Using the yeast two-hybrid system to screen a human aorta cDNA library, mitogen-activated protein/extracellular signal-responsive kinase (ERK) kinase (MEK)2, a member of the ERK cascade it was identified as an hDlg binding partner. Site-directed mutagenesis showed a major involvement of the PSD-95, disc-large, ZO-1 domain-2 of hDlg and the C-terminal sequence RTAV of MEK2 in this interaction. hDlg acts as a MEK2-specific scaffold protein for the ERK signaling pathway differentially tuning MEK1/MEK2 signaling and cell responses ( Maiga et al. 2011). Both proteins localize also to a sub-structure of the midbody, the midbody ring (Massimi et al. 2003; Gaudet et al. 2011).
Using a proteomic approach it has been shown that a strong interacting partner of hDlg is the RhoG-specific guanine nucleotide exchange factor SGEF. The interaction between hDlg1 and SGEF involves both PDZ and SH3 domain recognition, and directly contributes to the regulation of SGEF's cellular localization and activity. Consistent with this, hDlg is a strong enhancer of RhoG activity, which occurs in an SGEF-dependent manner and directly contributes to the invasive capacity of HPV-16 and HPV-18 transformed tumour cells displaying a distinct oncogenic function in the context of HPV induced malignancy (Krishna Subbaiah et al. 2012).

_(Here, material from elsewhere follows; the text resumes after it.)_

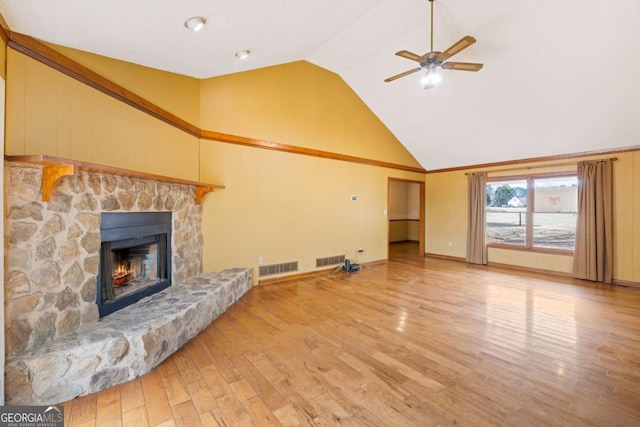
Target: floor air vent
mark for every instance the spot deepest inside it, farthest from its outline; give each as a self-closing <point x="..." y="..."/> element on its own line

Loss of gap junctional communication correlatedswith relocalization of Cx43 to the cytoplasm late in tumorigenesis. A similar pattern of altered expression for the hDlg was found in cervical tumour cells, with partial co-localization of Cx43 and hDlg in an endosomal/lysosomal compartment. Relocalization of these proteins is not due to a general disruption of cell membrane integrity or Cx targeting. Cx43 (via its C-terminus) and hDlg interact directly in vitro and can form a complex in cells. This novel interaction requires the N- and C-termini of hDlg (Macdonald et al. 2012).

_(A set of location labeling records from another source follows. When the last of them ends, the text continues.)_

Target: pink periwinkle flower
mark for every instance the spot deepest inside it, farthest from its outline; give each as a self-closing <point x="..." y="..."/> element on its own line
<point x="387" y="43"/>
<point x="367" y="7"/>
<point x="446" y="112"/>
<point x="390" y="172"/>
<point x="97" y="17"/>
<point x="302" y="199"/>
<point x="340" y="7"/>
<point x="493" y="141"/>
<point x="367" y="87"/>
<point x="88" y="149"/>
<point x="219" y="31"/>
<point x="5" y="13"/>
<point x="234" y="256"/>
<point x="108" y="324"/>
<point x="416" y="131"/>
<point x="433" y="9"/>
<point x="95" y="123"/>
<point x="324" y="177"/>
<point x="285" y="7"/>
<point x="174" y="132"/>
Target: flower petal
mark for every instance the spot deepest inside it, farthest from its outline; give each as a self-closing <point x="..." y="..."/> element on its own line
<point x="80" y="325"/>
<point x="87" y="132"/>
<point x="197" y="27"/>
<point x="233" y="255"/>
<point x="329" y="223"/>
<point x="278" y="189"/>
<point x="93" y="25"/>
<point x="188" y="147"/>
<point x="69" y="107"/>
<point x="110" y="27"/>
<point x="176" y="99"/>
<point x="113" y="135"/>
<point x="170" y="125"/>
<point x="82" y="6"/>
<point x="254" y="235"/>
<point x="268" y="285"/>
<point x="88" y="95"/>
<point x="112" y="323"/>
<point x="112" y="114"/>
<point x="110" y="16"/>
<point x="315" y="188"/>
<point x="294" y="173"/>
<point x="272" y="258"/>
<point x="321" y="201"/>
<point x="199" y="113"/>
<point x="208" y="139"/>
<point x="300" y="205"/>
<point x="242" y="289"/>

The components of the Scrib/Dlg tumour suppressor complex have complementary roles in Drosophila and loss of both proteins is a common event in many different human tumours. In human keratinocytes the removal of hScrib greatly reduces cell-cell contact and cell-matrix interactions, and promotes an invasive phenotype. Conversely, in cells lacking hDlg1 cell-cell contacts are maintained and there are decreases in both cell growth and invasion (Massimi et al. 2012).

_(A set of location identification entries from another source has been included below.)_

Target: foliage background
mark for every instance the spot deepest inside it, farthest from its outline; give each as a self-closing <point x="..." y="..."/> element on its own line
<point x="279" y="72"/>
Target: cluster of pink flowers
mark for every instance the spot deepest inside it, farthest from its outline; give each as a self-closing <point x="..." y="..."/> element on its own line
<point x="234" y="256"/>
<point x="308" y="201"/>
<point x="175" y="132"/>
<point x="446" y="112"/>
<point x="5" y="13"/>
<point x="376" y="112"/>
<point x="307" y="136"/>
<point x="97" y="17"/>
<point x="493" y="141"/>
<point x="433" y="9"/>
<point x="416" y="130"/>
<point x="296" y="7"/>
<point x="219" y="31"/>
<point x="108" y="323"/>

Expression DLG1 is widely expressed, with different isoforms displaying different expression profiles (McLaughlin et al., 2002). DLG1 is expressed mainly in epithelial cells and in the nervous system, but is also fond in thymus, bone marrow, T cells, spleen, brain, spinal cord, heart, kidney, lung, liver, pancreas, prostate (at the protein level).
Localisation DLG1 is localised at the plasma membrane (Hanada et al., 2000), cell-cell junctions (Lue et al., 1994), at the basolateral plasma membrane (Lue et al., 1996; Mimori et al., 2007). It is also found at the immunological synapse, endoplasmic reticulum, endoplasmic reticulum membrane, postsynaptic density, lateral plasma membrane, neuromuscular junction membrane, raft synapse and the postsynaptic membrane. . In human vascular tissues, hDlg is highly expressed in smooth muscle cells (VSMCs) and in these cells associates with the endoplasmic reticulum and microtubules ( Maiga et al 2011). There is equal expression of the two spliced variants in most human tissues; however, in skeletal muscle the transcript with the 99-bp insertion is predominant, whilst in the brain, the isoform lacking the 99-bp insertion is predominant. In brain there are six different, alternatively spliced transcripts, two of which included a novel, 36-bp, brain-specific exon encoding a peptide bearing significant homology to a portion of rat synapse-associated proteins, SAP97 and PSD95.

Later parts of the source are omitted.